How the App is Built

1. Front-End Overview

The SoulGuard Django Project front-end is designed to support mental health by creating a positive and user-friendly interface. Inspired by the 988 website, it features a professional layout with carefully selected header and footer formatting. Colors were chosen using a color contrast analyzer to meet accessibility standards (4:1 ratio), fostering a comforting visual experience.

The landing page is divided into two sections: For You, focusing on personal well-being, and To Whom You Care, supporting loved ones. Custom visuals and a logo were crafted using Canva and sourced from Pixabay, ensuring an uplifting and professional design. Privacy and security are integral, with Terms and Conditions, age restrictions (18+), and user authentication required to access features like posting. This front-end design combines aesthetics and functionality to create a safe and engaging user experience.
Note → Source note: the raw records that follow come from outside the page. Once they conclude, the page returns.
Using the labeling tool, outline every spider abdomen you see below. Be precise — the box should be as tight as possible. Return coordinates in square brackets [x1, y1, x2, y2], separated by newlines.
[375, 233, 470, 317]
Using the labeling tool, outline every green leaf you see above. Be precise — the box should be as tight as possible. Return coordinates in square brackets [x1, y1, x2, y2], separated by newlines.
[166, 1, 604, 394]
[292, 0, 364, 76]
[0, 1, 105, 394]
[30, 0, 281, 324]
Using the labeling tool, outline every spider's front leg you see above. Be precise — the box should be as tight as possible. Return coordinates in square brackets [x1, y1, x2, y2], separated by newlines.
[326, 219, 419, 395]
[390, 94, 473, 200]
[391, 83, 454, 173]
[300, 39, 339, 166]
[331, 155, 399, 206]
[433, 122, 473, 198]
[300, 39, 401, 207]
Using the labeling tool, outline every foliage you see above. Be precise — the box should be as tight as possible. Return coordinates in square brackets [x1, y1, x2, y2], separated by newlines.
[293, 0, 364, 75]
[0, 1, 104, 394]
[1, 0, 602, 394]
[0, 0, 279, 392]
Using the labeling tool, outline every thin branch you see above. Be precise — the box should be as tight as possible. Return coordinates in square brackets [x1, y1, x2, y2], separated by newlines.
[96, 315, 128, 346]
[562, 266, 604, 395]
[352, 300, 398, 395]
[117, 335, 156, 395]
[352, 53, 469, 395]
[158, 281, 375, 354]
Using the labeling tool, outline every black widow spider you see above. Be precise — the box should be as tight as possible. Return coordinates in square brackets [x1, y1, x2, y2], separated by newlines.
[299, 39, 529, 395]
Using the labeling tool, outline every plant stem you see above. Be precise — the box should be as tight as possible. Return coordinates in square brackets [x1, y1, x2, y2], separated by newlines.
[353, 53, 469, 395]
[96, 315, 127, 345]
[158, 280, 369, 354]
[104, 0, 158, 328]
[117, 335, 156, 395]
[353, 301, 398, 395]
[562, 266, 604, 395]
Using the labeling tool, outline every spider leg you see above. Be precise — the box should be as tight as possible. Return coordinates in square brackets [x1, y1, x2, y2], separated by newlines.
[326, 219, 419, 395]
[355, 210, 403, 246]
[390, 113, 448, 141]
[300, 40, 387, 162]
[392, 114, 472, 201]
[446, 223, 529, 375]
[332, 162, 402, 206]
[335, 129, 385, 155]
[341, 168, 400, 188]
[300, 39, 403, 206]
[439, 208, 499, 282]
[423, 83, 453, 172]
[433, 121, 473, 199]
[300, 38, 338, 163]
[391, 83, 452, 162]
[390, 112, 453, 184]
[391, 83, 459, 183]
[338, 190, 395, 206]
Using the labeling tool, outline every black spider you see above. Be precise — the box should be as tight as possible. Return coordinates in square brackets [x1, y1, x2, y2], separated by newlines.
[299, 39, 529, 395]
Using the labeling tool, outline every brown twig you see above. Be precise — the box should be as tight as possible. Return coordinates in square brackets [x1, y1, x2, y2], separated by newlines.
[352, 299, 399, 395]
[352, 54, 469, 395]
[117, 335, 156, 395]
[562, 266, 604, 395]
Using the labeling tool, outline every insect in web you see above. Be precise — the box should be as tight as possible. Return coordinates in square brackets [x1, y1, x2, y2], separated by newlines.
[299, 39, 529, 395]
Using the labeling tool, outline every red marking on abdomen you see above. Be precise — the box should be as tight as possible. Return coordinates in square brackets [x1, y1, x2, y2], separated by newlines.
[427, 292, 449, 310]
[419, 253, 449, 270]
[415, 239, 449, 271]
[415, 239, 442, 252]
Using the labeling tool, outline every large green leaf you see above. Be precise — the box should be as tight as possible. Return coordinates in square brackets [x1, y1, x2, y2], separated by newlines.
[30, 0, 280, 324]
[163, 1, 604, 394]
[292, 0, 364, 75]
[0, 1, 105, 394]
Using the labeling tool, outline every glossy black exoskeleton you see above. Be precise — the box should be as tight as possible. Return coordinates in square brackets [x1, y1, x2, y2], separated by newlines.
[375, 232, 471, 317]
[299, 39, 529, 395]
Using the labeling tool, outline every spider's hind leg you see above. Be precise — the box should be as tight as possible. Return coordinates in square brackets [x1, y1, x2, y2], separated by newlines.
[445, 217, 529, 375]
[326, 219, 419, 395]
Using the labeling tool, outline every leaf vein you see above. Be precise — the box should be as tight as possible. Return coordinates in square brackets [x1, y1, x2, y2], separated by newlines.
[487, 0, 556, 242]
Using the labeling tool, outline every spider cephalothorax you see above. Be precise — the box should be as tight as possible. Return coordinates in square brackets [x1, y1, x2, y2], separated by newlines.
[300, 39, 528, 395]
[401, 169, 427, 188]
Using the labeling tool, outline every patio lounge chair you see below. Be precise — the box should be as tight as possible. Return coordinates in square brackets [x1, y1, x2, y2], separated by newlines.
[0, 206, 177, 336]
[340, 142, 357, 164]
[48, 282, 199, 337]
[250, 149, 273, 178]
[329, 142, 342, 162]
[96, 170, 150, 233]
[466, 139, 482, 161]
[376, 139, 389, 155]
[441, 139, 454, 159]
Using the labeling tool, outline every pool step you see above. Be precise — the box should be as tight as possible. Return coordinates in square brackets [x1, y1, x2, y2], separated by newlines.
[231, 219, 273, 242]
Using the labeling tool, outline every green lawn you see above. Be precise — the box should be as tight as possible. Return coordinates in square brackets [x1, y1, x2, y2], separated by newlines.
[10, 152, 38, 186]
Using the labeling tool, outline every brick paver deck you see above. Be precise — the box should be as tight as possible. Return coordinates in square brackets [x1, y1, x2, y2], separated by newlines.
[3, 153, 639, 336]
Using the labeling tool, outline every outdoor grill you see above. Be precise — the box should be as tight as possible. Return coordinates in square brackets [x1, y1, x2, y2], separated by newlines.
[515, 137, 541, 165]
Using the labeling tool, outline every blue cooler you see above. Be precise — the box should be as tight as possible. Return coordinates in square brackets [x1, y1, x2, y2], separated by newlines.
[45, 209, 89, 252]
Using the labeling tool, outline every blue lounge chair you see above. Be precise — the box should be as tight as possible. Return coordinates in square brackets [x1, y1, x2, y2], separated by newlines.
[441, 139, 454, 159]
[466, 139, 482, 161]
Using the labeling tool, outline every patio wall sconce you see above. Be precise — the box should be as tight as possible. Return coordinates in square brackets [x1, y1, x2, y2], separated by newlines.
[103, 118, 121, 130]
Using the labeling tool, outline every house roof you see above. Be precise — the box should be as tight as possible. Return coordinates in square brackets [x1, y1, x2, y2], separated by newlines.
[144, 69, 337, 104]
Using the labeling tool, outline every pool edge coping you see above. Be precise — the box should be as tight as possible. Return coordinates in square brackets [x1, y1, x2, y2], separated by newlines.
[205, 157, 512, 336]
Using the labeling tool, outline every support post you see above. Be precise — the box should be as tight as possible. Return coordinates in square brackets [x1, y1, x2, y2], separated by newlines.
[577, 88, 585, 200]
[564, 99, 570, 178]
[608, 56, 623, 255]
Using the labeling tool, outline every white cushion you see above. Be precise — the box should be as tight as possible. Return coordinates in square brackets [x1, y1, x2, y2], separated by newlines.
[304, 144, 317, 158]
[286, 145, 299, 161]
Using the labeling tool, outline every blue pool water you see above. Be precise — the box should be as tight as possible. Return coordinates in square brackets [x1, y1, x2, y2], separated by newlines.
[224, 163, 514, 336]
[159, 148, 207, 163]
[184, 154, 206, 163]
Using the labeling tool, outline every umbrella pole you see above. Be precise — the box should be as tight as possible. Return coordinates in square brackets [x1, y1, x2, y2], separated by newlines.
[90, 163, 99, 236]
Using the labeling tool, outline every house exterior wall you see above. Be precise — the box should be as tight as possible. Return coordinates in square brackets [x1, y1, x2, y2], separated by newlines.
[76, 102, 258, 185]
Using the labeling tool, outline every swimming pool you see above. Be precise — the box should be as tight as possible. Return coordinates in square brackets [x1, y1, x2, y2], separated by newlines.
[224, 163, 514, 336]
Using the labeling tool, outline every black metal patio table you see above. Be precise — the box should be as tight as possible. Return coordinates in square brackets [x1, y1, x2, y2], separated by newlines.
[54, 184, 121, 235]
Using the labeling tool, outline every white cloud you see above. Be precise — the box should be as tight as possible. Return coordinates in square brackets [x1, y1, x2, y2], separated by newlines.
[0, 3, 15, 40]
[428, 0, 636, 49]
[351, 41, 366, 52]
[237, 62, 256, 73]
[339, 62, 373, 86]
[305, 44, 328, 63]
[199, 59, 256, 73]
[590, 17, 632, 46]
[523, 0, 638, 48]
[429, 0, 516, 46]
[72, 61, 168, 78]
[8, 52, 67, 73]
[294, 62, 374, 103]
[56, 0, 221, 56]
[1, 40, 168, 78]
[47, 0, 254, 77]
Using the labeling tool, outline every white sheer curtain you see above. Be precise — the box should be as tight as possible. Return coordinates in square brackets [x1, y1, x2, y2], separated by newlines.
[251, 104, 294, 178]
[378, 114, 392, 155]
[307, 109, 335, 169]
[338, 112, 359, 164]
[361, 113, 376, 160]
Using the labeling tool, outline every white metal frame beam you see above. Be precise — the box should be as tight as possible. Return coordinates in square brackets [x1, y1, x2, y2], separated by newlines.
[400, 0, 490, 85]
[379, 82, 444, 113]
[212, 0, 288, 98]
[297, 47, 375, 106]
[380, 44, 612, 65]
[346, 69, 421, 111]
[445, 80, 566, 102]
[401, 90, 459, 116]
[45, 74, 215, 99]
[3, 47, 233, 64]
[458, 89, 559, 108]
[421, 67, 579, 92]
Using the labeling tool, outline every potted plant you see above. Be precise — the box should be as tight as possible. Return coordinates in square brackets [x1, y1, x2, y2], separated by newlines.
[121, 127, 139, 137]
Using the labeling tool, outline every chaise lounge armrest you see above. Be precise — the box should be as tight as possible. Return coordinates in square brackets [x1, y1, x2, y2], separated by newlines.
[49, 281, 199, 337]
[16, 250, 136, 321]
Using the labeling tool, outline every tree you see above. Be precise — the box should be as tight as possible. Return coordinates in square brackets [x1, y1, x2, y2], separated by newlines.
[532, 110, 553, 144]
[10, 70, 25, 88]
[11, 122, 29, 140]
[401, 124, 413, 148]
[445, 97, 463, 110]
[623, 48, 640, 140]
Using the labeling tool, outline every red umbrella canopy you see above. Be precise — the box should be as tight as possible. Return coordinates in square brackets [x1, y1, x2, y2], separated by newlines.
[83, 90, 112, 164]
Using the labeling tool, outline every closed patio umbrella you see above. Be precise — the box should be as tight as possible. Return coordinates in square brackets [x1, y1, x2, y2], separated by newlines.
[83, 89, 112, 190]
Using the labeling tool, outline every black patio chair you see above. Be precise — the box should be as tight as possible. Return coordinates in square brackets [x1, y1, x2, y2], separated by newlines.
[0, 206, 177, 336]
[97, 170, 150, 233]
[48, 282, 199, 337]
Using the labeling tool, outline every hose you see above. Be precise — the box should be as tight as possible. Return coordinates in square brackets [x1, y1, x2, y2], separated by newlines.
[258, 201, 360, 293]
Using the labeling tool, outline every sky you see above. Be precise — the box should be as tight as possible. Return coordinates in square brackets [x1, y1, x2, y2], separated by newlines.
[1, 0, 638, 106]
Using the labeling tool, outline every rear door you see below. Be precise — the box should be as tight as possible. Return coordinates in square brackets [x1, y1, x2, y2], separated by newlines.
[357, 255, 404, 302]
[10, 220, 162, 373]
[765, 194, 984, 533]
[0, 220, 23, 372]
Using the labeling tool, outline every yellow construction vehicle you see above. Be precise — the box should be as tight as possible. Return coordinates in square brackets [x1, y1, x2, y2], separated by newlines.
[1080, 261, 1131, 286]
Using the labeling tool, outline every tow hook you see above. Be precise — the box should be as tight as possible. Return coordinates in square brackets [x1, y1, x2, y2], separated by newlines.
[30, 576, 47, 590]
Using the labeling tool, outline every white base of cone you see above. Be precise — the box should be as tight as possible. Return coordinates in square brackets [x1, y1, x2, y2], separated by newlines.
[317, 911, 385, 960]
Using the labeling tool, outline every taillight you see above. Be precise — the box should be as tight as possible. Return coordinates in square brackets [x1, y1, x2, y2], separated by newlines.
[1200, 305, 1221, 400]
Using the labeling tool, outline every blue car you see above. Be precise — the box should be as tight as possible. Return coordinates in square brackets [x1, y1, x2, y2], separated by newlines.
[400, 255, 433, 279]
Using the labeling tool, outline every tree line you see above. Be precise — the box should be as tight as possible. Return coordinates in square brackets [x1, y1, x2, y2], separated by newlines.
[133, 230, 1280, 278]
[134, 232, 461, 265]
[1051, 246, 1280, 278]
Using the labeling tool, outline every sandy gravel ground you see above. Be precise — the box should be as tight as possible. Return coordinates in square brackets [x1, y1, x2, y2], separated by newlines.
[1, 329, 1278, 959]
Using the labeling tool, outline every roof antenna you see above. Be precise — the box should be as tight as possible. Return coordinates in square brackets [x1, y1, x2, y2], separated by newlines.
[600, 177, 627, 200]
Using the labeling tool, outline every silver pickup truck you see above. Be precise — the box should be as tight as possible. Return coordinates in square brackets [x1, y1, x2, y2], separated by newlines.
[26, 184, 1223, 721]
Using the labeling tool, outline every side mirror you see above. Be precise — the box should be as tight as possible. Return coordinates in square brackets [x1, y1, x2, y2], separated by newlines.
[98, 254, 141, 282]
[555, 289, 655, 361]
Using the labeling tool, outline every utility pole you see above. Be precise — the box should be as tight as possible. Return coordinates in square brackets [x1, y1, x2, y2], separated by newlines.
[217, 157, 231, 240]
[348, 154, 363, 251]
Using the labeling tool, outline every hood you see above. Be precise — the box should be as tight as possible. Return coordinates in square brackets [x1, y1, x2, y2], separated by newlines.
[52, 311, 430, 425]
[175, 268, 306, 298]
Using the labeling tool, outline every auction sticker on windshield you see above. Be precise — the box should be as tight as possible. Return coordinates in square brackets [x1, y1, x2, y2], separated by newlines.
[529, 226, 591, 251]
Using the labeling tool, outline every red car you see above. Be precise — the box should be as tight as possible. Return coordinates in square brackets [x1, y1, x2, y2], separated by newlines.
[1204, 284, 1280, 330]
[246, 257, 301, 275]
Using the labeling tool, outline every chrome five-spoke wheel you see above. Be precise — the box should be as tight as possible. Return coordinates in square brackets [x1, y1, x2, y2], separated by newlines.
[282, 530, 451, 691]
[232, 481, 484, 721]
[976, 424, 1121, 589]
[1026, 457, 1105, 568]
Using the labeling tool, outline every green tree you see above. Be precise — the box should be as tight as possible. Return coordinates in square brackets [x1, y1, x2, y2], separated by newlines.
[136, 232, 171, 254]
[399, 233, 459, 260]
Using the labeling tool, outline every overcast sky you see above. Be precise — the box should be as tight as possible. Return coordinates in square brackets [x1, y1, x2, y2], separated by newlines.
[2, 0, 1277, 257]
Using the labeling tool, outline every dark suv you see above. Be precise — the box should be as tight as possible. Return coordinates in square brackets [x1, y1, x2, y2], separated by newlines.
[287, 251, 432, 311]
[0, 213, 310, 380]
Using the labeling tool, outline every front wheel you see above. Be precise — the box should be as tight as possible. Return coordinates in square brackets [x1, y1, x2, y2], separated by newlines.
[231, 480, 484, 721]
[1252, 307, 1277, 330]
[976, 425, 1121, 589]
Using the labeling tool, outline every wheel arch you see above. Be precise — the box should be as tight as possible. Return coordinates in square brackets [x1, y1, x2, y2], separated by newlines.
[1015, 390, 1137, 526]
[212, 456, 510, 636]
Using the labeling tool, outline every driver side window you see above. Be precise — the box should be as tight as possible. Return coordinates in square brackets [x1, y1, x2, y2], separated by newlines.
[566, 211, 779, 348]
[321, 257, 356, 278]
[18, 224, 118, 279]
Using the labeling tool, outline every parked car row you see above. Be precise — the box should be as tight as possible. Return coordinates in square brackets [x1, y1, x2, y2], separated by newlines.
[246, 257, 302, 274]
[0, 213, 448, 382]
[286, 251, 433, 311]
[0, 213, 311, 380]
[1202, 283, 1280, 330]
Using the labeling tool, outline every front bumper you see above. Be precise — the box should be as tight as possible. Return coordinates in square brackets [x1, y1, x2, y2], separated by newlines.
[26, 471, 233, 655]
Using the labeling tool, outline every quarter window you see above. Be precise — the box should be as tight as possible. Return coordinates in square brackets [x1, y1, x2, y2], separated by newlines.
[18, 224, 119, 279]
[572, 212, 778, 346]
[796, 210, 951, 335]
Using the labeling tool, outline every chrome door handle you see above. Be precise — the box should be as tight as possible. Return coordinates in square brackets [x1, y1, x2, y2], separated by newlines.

Sharing below the templates used inside the app:

  • Home Page:

    This is the landing page where users are first directed, featuring two main sections: For You (focused on personal well-being) and To Whom You Care (offering support for loved ones).

  • Sign In Page:

    When a new user clicks on “Explore,” they will be directed to the Sign-In page.

  • Registration Page:

    If the user is new, they can select the “Register” option, which will take them to the registration page to create a username and password.

  • Create New Post Page:

    Once you click on explore button either for you or to whom you care it will take you to share feelings page.

The “Share Feeling” feature leads to the recommendations section, supported by a backend framework that computes both the suicide score and the sentiment score, as detailed below.

2. Back-End Models Overview

To deliver accurate and insightful results, our backend leverages advanced machine learning models and natural language processing techniques. The workflow includes:

  1. Suicide Model :

    1. The suicide detection model is designed with three BiLSTM layers, followed by a flattening layer to process the output. This is then passed through a series of dense layers before reaching the output layer.

  2. Sentiment Model

    1. The sentiment model is a hybrid approach combining TextBlob, VADER sentiment analysis, custom-defined words, and worry-related words derived from the NRC lexicon. The final sentiment score is calculated as a weighted average of these components.

3. Chatbot

The chatbot is designed to provide users with quick and seamless virtual assistance, with the ultimate goal of facilitating a connection to a real agent, such as a therapist, when necessary.

Built with customized intents, the chatbot leverages NLP techniques, including a Count Vectorizer and a Multinomial Naive Bayes classifier, to accurately identify user intents based on their queries. This enables the chatbot to address user questions effectively using predefined responses tailored to their needs.